Friday, January 18, 2019

Oh, BTW...Trump administration wants Congress to fund CSR

Progressives' alarm bells went off on several fronts yesterday after  CMS belatedly released the annual Notice of Benefit and Payment Parameters (NBPP) yesterday.

Chief among the causes of alarm: the NPBB appears to put silver loading on the chopping block for 2021. Very briefly, silver loading began in 2018 in response to Trump's abrupt cutoff in October 2017 of direct reimbursement to insurers for Cost Sharing Reduction (CSR) subsidies available to low income marketplace enrollees. State regulators and insurers responded by pricing CSR into silver plans only, since CSR is available only with silver plans. Since income-based ACA premium subsidies are based on a silver benchmark, silver loading generated major discounts in bronze and gold plans.

The NBPP suggests that silver loading places an undue burden on taxpayers. But in addition to a call for proposals for "potential action," something else is, I believe, new here:
Silver loading is the result of Congress not appropriating funds to pay CSRs, with the result being an increase to the premiums of benchmark plans used to calculate premium tax credits, and the federal deficit. 112 The Administration supports a legislative solution that would appropriate CSR payments and end silver loading. In the absence of Congressional action, we seek comment on ways in which HHS might address silver loading, for potential action in future rulemaking applicable not sooner than plan year 2021 (p. 190). 
Question: is this not the first time the Trump administration has explicitly (or at least formally) called for a Congressional appropriation to fund CSR the old way -- by reimbursing insurers directly for providing it?  That seems significant to me, and raises the question of whether last year's Alexander-Murray legislation, purporting to strengthen the ACA marketplace, might be revived in a divided Congress.

As originally conceived, Alexander-Murray had three main components: federal funding to states for reinsurance programs, which reduce marketplace premiums; a loosening of the "guardrails" constraining ACA innovation waivers, which empower states to propose changes (and theoretically, complete redesigns) of ACA marketplace structure; and appropriations to fund CSR. It foundered on a poison pill concerning abortion -- as well as on Democrats' recognition that silver loading had improved marketplace subsidies for millions and boosted enrollment, partially offsetting other forms of administration sabotage.
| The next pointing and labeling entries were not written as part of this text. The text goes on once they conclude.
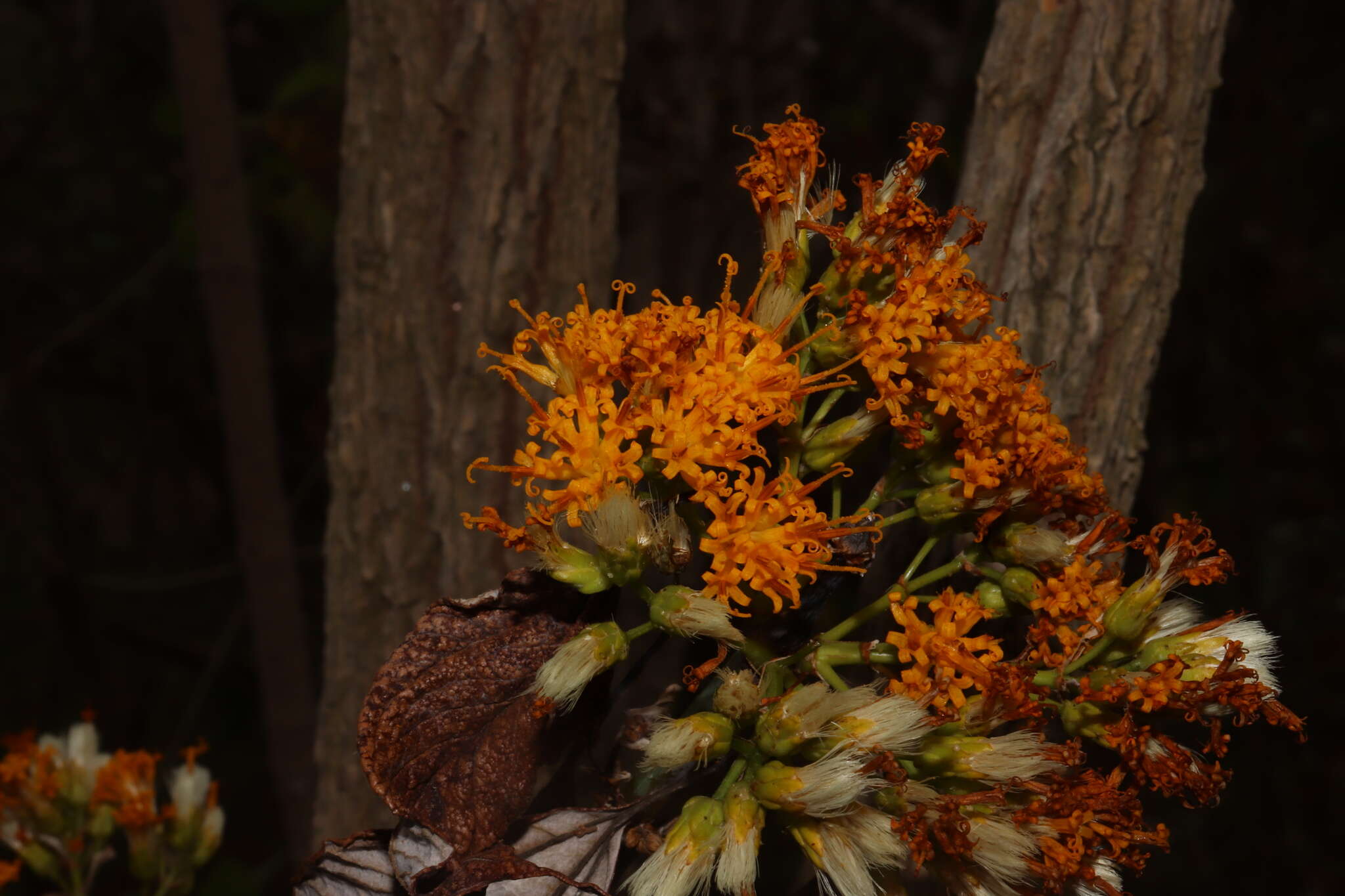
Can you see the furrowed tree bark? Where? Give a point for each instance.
(479, 165)
(1086, 159)
(231, 288)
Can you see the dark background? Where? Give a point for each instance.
(119, 584)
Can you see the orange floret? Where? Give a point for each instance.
(943, 660)
(782, 169)
(127, 785)
(1083, 590)
(767, 535)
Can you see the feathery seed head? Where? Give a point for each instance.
(697, 738)
(579, 660)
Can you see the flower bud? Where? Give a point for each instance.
(102, 824)
(1017, 756)
(211, 832)
(591, 652)
(849, 849)
(837, 440)
(622, 531)
(1128, 616)
(143, 853)
(1087, 719)
(820, 789)
(567, 563)
(1206, 647)
(893, 723)
(684, 612)
(744, 819)
(1020, 585)
(799, 715)
(940, 503)
(42, 860)
(1028, 544)
(697, 738)
(739, 695)
(938, 469)
(992, 598)
(685, 861)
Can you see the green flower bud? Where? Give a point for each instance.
(698, 738)
(699, 825)
(1087, 719)
(992, 598)
(837, 440)
(686, 613)
(1125, 620)
(41, 860)
(102, 824)
(938, 471)
(738, 696)
(940, 503)
(1028, 544)
(591, 652)
(1020, 586)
Given those realities, Democrats would have to extract a price for CSR reimbursement. Consider these facts about silver loading:
  • By CBO estimate, the cutoff of direct CSR reimbursement and resulting silver loading would cost $194 billion over 10 years.
  • According to the NBPP, "For the first half of 2018...16 percent of enrollees were enrolled in a plan with zero premiums after application of advance payments of the premium tax credit, another 19 percent of enrollees paid a premium of less than 5 percent of the total plan premium" (p.10). That's largely a result of silver loading, which made $0 premium bronze plans widely available -- as is a doubling of gold plan enrollments in 2018.
  • Silver loading likely boosted enrollment by at least 300,000 in 2018. CBO forecasts that  the enrollment boost will reach 2-3 million annually as silver loading continues.
Given the multiple other steps HHS and the Republican Congress have taken to depress marketplace enrollment -- including  in the 2020 NBPP, such as a threat in 2021 to auto-re-enrollment -- there's no way Democrats can give up the silver loading windfall without trading it for a less haphazard boost to marketplace funding. [Update: OTOH, CMS's clear threat here to end silver loading does reduce their leverage.]

Generous reinsurance funding might be one answer. But that would trade a major benefit to subsidized enrollees for a benefit to unsubsidized enrollees. As New Jersey's experience in 2019 enrollment demonstrates, reductions in base (unsubsidized) premiums don't help subsidized enrollees, and may hurt overall enrollment.  

A cap on premiums as a percentage of income for all enrollees, including those above the current 400% FPL subsidy cutoff, would also benefit more affluent enrollees, but in a more direct, predictable and thoroughgoing way.  Improving subsidies at 200-400% FPL, the range in which CSR is negligible or nonexistent, should also be a major priority. This is the income range in which silver loading had its chief impact.  And frankly, ACA premiums and out-of-pocket costs can look pretty daunting at 150-200% FPL too.

A deal to fund CSR remains unlikely - -and if one were to transpire, the offset to the silver loading loss would probably have to be pretty simple, such as a cap on premiums as a percentage of income, perhaps only to, say, 500% or 600% FPL. But the Trump administration's direct call in official guidance for a CSR appropriation should not pass unnoticed.

Another aspect of Alexander-Murray that might reverberate differently this year is the loosening of ACA Section 1332 innovation waiver barriers. In brief, in the time since Alexander-Murray died, the Trump administration has hacked so violently at the Section 1332 guardrails that the bill's language might actually at least modestly rebuild them, rather than lower them. But I'll have to return to that subject, as the day job calls just now.